Multitasking the right way: tips to make your schedule work for you

Multitasking the right way tips to make your schedule work for you

According to Acorns, the schedules of celebrities and CEOs have always been a topic of much fascination. Apple CEO Tim Cook wakes up at 3:45 AM every day to read comments while Kris Jenner does her routines before starting her day at 7 AM.  

“CEOs have more demands on their time than they can accommodate,” says Raquel Benbunan-Fich, a professor of information systems at Baruch College who specializes in user behaviour and multitasking. For them, tight scheduling serves an essential purpose. Scheduling imposes protective barriers to ensure that others do not misuse their time, address problems promptly, and make critical decisions on time.

However, that kind of schedule could backfire for the average person. 

So if you start feeling that your schedule is controlling your day instead of helping you make the most of it, you might consider making some changes. Let’s start doing these below pointers from Acorns for a better multitasking time. 

1. Trust the clock

If you tend to have small chunks of time between meetings, don’t let them waste because what matters is to focus on the time on the clock and not your sense of time. 

Even if you only have 30 minutes before a meeting, remind yourself that you can complete many kinds of tasks within that time frame.

2. Clump your meetings

Instead of having a spare 30 minutes here and there between meetings, scheduling back-to-back meetings for one half of the day and keeping the other half completely free would optimize your day better. 

3. Have ‘meeting days’

Schedule one or two meeting-heavy days during the week, and then keep the rest of the week open to follow up the meetings and do your work. 

4. Be flexible

Just because you wrote something on your agenda to happen at a particular moment doesn’t mean you will need to complete it all at that time.  
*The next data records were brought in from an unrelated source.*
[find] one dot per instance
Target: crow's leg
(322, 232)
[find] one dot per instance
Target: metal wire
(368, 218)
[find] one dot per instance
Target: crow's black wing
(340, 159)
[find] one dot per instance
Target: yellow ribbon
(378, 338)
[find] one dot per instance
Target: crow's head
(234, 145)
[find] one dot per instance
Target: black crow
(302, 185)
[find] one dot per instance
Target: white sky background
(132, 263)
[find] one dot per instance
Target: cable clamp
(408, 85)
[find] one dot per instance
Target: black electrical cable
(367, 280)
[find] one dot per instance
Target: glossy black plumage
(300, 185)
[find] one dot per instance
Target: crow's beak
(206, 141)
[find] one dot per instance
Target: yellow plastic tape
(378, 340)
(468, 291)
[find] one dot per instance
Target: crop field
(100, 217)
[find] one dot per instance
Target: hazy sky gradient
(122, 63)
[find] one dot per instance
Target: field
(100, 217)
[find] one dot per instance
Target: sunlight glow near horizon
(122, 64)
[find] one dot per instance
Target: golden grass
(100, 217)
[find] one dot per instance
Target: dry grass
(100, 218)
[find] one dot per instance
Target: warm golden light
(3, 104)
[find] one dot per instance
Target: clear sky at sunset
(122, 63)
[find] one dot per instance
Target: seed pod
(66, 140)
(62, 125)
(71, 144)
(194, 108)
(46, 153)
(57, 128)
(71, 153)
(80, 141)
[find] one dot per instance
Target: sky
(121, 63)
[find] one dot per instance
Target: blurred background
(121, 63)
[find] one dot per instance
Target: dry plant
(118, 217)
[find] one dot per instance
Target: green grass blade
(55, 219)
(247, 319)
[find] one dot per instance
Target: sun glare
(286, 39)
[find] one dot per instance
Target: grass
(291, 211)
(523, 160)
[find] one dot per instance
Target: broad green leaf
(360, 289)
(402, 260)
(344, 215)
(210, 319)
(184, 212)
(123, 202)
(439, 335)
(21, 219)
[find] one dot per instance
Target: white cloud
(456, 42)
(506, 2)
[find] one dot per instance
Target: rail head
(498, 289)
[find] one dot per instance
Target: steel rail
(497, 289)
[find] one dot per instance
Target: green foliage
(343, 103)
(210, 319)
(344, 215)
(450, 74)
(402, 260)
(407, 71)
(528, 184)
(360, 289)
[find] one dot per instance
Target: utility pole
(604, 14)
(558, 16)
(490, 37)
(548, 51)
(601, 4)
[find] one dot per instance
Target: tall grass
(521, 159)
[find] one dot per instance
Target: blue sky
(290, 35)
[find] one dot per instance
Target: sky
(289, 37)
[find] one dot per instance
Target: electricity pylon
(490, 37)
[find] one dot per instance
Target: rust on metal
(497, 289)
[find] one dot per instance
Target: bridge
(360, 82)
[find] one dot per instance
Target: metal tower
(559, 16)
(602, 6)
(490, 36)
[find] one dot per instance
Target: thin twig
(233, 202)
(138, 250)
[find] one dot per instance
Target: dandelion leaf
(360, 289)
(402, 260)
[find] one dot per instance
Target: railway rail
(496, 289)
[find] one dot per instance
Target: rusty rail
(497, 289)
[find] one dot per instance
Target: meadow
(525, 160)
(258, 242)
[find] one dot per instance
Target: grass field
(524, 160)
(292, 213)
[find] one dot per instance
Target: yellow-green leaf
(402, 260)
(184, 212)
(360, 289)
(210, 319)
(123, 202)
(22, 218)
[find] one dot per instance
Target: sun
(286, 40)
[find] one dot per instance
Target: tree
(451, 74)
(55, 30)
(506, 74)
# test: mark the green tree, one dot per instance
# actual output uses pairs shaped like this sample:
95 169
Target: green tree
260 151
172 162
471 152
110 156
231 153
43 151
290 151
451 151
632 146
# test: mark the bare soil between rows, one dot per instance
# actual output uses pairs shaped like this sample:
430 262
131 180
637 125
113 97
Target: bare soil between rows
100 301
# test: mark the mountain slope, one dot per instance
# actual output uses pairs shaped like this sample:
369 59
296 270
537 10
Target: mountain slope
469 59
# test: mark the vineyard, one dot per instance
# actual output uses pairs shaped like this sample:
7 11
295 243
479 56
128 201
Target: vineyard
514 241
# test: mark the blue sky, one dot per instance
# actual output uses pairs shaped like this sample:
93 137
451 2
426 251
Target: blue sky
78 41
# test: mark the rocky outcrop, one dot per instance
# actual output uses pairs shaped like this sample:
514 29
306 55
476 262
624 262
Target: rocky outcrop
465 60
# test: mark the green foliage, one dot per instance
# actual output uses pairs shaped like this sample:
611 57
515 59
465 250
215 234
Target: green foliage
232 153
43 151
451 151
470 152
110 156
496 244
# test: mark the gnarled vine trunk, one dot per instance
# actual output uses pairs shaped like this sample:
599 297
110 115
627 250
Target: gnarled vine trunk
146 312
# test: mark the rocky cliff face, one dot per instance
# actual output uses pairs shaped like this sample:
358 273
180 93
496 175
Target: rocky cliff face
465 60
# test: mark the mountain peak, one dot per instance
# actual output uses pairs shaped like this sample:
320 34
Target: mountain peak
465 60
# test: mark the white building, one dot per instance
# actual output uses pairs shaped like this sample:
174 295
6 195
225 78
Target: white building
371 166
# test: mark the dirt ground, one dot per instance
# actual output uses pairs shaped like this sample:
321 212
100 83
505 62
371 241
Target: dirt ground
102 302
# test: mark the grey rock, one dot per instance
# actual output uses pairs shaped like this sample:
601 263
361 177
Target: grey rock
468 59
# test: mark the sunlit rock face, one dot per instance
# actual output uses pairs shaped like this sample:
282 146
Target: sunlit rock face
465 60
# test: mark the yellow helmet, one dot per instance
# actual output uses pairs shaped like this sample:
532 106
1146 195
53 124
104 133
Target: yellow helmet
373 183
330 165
While conducting research, Benbunan-Fich discovered that ancient Greeks had two words for time: Chronos and Kairos. Chronos refers to chronological, scheduled, quantitative time. Kairos refers to the perfect time to do something. If you stick too closely to Chronos time, you might miss opportunities to complete a task because you are so concerned with adhering to a schedule. 

These quick tricks will hopefully make your schedule work for you this time around.